Na ação de ressarcimento (devolução) de valores do PASEP, em que o Banco do Brasil foi considerado o responsável pela indenização por falha nas contas dos trabalhadores, saques indevidos e desfalques, além da não aplicação dos corretos rendimentos estabelecidas pelo Conselho Diretor do programa, a Primeira Seção do Superior Tribunal de Justiça (STJ) estabeleceu mais uma tese no julgamento de mérito do Tema Repetitivo nº 1.300.

O STJ firmou tese vinculante estabelecendo distinção no ônus da prova acerca da regularidade dos saques em contas do PASEP, definindo que:

(i) Nas hipóteses de saques realizados presencialmente “boca do caixa”, cabe à instituição financeira (Banco do Brasil) a prova da autorização do titular (apresentação de autógrafos/recibos);

(ii) Nas hipóteses de saques via crédito em conta ou folha de pagamento (FOPAG), cabe ao trabalhador/servidor a prova de que os valores não foram efetivamente recebidos ou creditados.

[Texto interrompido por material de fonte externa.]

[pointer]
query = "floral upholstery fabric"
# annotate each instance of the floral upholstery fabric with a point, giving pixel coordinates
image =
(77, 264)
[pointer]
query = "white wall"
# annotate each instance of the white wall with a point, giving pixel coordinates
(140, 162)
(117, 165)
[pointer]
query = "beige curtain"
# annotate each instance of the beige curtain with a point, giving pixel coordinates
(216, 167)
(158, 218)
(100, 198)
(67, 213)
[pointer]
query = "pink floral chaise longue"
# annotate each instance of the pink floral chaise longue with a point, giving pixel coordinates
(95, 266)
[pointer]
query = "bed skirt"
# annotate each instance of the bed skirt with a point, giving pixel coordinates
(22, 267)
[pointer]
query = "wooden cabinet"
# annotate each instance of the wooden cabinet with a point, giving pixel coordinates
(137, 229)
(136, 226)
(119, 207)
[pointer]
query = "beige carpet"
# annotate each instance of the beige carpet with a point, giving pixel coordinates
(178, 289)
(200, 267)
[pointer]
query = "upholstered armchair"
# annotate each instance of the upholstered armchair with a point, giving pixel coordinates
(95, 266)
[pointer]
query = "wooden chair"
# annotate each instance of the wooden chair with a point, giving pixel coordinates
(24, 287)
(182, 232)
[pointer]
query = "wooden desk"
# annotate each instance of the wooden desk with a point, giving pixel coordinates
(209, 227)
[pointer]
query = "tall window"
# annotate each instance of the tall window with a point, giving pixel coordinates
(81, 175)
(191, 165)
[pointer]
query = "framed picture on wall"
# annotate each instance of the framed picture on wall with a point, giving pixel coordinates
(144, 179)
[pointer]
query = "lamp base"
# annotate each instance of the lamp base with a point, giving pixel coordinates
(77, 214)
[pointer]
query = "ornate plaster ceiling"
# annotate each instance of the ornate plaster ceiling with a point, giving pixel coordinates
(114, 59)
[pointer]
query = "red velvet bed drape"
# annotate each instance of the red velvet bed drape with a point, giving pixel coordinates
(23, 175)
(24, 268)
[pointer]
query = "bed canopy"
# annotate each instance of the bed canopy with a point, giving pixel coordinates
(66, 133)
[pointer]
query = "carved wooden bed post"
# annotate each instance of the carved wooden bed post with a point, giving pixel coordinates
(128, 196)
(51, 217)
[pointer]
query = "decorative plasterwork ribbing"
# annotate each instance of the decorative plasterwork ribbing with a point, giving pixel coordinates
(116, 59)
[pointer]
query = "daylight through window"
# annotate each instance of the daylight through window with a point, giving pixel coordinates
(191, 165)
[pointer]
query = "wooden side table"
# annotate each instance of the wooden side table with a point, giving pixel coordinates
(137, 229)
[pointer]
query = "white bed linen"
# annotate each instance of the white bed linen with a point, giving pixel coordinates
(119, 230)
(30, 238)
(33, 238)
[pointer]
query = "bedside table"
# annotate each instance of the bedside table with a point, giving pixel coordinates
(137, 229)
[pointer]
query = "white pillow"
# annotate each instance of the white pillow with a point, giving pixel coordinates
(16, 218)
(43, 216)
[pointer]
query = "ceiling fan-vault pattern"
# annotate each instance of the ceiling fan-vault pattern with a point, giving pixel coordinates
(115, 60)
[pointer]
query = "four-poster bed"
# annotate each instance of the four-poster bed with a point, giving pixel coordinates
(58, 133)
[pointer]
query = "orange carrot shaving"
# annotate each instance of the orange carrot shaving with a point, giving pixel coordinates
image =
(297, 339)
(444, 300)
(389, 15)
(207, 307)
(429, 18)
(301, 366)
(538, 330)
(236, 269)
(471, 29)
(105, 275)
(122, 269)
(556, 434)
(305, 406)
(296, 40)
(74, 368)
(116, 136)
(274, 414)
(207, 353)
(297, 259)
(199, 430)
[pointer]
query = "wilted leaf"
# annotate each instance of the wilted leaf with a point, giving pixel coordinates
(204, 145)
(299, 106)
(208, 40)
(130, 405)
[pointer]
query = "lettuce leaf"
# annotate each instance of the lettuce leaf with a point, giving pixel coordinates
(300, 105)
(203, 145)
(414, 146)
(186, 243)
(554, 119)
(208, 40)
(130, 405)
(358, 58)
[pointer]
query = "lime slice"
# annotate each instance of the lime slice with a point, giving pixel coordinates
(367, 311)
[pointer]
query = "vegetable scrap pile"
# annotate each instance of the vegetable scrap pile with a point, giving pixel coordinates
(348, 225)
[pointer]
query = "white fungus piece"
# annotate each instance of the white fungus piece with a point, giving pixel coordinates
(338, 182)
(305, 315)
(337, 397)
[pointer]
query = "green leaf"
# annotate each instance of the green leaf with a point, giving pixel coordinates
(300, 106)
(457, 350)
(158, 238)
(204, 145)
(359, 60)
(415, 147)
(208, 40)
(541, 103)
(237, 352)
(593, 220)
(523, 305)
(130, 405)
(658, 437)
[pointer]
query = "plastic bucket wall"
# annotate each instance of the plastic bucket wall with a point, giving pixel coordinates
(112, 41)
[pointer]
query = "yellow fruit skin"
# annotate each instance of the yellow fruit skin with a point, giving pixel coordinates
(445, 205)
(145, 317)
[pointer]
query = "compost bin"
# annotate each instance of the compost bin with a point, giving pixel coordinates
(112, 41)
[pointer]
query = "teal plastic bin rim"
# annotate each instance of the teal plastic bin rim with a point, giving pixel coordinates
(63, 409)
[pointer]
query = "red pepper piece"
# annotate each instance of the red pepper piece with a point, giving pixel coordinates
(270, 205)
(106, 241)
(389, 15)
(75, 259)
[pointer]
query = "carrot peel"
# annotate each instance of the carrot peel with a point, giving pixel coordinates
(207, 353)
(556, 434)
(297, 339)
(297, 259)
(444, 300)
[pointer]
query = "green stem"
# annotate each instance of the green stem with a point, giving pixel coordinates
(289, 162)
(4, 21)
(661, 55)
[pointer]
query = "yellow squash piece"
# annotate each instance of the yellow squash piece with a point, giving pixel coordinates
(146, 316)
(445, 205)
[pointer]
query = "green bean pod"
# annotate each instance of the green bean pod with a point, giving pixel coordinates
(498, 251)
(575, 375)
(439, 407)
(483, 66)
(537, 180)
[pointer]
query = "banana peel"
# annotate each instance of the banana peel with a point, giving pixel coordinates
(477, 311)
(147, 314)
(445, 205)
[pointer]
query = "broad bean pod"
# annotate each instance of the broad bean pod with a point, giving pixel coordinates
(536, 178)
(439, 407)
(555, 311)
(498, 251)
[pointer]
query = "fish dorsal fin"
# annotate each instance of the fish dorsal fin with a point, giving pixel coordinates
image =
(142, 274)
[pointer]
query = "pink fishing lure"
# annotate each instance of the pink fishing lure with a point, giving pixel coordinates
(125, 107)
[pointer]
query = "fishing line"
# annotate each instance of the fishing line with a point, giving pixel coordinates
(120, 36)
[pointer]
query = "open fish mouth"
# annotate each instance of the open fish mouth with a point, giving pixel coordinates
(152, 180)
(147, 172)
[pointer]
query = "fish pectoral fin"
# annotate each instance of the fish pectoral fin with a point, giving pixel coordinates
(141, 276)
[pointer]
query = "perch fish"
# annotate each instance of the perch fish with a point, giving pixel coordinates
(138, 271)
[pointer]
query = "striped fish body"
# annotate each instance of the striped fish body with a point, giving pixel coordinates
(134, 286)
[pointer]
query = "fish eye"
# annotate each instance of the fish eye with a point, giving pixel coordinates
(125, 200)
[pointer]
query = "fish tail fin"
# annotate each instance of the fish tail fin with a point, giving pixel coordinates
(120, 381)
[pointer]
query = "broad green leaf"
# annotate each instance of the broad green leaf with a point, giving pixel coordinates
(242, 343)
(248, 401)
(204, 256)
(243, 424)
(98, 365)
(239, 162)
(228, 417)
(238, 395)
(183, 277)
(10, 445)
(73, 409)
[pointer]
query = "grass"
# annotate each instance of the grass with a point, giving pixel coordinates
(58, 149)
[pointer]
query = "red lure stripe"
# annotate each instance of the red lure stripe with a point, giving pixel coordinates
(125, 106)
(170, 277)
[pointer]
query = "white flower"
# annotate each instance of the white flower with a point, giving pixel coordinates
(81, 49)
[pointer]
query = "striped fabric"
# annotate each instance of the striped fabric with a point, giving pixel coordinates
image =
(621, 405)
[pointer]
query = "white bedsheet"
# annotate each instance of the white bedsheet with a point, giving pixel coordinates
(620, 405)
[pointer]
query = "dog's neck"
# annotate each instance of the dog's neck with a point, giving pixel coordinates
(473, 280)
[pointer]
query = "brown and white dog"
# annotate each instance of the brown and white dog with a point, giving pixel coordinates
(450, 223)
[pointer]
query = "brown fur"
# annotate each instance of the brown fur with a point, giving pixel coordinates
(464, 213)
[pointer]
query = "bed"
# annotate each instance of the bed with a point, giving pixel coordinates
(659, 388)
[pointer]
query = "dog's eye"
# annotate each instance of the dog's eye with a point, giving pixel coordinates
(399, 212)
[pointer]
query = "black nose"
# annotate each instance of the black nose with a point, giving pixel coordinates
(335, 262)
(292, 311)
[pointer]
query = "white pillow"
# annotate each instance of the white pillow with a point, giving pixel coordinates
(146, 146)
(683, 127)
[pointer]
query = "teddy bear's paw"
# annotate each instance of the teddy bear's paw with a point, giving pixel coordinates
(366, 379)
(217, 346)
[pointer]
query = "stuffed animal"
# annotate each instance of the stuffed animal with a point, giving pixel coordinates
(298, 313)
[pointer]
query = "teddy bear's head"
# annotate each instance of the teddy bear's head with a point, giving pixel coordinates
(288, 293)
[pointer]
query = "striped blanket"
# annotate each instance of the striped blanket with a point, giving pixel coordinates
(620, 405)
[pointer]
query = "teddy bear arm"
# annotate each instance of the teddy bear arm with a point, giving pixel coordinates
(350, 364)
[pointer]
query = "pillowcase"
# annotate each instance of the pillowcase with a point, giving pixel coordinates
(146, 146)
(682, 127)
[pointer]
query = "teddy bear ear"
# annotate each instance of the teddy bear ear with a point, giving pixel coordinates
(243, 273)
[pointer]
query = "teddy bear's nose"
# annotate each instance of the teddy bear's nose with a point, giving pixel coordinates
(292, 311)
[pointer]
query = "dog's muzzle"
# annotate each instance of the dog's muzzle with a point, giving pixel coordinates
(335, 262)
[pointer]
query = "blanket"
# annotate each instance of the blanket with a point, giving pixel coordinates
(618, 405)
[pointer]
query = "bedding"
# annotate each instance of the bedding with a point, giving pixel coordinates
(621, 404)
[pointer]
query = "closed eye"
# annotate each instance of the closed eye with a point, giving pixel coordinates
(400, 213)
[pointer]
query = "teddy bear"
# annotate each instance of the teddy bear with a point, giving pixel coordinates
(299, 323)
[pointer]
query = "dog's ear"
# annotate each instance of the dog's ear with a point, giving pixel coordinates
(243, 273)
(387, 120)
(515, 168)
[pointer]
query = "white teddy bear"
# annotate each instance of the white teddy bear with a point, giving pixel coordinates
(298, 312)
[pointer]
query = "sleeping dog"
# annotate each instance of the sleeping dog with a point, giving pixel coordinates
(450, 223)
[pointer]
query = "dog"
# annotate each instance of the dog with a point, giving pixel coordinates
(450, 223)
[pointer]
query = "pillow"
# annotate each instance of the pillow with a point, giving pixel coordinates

....Diante do novo paradigma, e visando evitar decisões surpresa (art. 10 do CPC), requer-se seja a parte ré (banco do brasil) para que, no prazo comum de 15 (quinze) dias, manifeste-se especificamente sobre os lançamentos impugnados à luz da tese firmada, devendo:

Indicar analiticamente quais saques contestados ocorreram mediante atendimento presencial, juntando aos autos os respectivos comprovantes de saque (microfilmagens ou documentos equivalentes), sob pena de presunção de veracidade das alegações autorais quanto a estes eventos.

Uma vez que a parte Autora já indicou analiticamente os saques contestados, apontando as transferências bancárias ou créditos em folha, conforme extratos juntados aos autos de suas contas correntes da época e/ou fichas financeiras comprovando o não recebimento dos valores.